The German Navy's five remaining Type 148 guided-missile patrol boats have been sold to Egypt, along with the Type 760 ammunition transport Odenwald and the Type 701E underway replenishment ship Glucksburg. The first of the missile boats to be handed over, the former Alk, departed German waters on 20 July aboard a heavy-lift ship, and the others were to be transferred on their decommissioning on 16 December of this year. Pictured here is the Dommel, during a farewell cruise to France in mid-September with sisters Fuchs, Lowe, and Weihe. The Weihe—along with the Alk—was built at Cherbourg by CMN, which shared construction of the 20 craft of the class with Friedrich Lurssen Werft in Germany during the early 1970s. The ammunition transport and underway replenishment ship are the first of their types in Egyptian service, and the missile boats are replacing mostly newer Chinese, Russian, Egyptian, and British-built craft. In recent years, most of the ships and craft retired from the German Navy have found new homes in such diverse countries as Georgia, Greece, Turkey, Chile, and Colombia.

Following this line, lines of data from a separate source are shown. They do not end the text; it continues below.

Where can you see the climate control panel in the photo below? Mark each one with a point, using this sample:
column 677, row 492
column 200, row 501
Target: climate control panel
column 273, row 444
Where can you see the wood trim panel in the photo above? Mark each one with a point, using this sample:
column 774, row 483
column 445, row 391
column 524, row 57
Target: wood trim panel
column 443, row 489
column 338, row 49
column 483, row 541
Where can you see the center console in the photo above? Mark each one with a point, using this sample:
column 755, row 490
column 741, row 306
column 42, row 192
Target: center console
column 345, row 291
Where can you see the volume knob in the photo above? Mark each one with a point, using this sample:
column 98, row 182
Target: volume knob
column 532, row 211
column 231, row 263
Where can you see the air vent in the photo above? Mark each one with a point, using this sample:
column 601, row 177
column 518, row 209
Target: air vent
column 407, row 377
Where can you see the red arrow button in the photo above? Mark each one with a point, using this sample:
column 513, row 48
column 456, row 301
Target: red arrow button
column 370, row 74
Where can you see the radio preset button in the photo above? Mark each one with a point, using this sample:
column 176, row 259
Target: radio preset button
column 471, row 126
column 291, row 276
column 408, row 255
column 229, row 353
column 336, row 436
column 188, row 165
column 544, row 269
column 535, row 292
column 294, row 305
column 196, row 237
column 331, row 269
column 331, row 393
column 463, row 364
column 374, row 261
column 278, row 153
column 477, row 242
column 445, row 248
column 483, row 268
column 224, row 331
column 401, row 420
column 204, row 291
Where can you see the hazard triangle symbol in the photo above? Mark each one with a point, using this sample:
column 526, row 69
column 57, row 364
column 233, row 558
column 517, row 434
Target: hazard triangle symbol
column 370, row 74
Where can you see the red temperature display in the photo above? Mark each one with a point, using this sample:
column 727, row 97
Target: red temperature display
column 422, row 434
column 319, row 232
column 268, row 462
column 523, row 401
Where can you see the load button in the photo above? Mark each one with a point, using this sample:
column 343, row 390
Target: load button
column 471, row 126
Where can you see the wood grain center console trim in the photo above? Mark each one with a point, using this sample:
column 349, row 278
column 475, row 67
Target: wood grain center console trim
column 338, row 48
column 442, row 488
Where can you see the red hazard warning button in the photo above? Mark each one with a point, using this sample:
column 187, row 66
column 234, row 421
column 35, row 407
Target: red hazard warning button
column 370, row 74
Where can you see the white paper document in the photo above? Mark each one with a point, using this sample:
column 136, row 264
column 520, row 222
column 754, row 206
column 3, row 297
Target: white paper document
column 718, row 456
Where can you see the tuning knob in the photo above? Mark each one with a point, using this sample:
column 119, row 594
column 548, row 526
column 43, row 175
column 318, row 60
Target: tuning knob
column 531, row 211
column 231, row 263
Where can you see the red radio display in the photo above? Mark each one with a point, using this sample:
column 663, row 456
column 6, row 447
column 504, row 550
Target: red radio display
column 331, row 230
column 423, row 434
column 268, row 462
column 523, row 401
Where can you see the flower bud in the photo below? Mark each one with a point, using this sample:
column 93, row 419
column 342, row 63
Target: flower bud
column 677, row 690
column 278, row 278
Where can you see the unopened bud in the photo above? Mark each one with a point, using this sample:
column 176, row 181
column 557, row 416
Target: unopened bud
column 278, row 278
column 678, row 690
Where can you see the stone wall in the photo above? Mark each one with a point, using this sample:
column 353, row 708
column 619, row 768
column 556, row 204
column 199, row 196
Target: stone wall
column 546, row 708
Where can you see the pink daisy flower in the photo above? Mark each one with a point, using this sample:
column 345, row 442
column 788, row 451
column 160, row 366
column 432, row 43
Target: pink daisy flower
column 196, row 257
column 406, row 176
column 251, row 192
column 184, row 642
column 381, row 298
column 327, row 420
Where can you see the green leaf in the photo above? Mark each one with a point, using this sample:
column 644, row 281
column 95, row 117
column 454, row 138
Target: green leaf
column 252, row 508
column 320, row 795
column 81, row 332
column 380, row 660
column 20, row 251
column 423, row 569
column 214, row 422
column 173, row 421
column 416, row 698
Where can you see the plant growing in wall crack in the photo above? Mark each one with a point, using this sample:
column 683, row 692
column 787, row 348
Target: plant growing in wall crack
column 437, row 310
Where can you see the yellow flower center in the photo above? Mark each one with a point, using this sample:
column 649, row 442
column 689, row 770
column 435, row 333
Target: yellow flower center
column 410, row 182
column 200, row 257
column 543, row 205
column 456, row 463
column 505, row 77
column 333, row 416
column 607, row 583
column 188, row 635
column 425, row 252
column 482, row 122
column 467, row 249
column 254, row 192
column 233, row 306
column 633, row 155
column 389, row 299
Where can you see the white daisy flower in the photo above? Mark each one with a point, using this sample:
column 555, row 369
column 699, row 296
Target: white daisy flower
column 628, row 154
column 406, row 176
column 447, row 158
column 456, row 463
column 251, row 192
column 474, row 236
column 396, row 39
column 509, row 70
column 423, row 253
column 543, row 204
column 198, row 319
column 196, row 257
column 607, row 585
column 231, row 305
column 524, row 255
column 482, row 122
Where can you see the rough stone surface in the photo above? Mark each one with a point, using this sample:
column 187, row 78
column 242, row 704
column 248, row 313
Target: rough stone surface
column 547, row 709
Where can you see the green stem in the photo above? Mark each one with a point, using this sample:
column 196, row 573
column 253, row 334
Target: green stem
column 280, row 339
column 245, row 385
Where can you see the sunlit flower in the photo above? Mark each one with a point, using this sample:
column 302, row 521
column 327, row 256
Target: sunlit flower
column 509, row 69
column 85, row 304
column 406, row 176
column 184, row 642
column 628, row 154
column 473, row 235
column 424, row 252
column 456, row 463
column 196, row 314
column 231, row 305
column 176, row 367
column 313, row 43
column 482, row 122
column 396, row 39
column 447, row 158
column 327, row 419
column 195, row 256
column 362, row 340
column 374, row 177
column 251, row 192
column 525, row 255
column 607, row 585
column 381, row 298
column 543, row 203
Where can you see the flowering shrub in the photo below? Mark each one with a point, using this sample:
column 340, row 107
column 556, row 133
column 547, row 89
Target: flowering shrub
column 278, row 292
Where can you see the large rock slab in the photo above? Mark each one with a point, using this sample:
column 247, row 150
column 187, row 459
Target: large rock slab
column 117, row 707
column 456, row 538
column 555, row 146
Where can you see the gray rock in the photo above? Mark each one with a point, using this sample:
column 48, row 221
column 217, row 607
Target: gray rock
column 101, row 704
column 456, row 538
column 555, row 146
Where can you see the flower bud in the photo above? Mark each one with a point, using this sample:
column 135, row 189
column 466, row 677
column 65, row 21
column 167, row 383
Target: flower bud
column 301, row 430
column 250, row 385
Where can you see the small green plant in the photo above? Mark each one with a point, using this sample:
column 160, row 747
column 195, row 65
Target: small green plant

The Royal Navy Island-class offshore patrol vessel Alderney is seen entering Portsmouth Harbor on 30 September flying her "paying off" pennant. The five remaining British-operated ships of the Island class have been sold to Bangladesh, which bought sister ship Jersey in 1993 and recommissioned her as the training ship Shaheed Ruhul Amin. The first of Bangladesh's new purchases, the former Shetland, was transferred on 29 July and renamed Karotoa, and the ex-Alderney was to follow on 31 October and will serve the Bangladeshi Navy as the Katatkhaya. The Anglesey is to be handed over next July, and the ex-Guernsey and ex-Lindisfarne will head east after their decommissionings at the end of 2003. The quintet are being replaced in British service by three new fisheries patrol ships, the 1,677-ton, 20-knot Tyne, Severn, and Mersey. The Tyne was to be delivered on 7 November and is to begin her first patrol next month, and the Severn was to be launched this month and the Mersey to enter the water next April. All three will have Royal Navy crews of 30 and are being leased for five years, with an option for a ten-year renewal, outright purchase, or return to the owner, Vosper Thornycroft. Based at Portsmouth, the three are each planned to operate for 320 days per year.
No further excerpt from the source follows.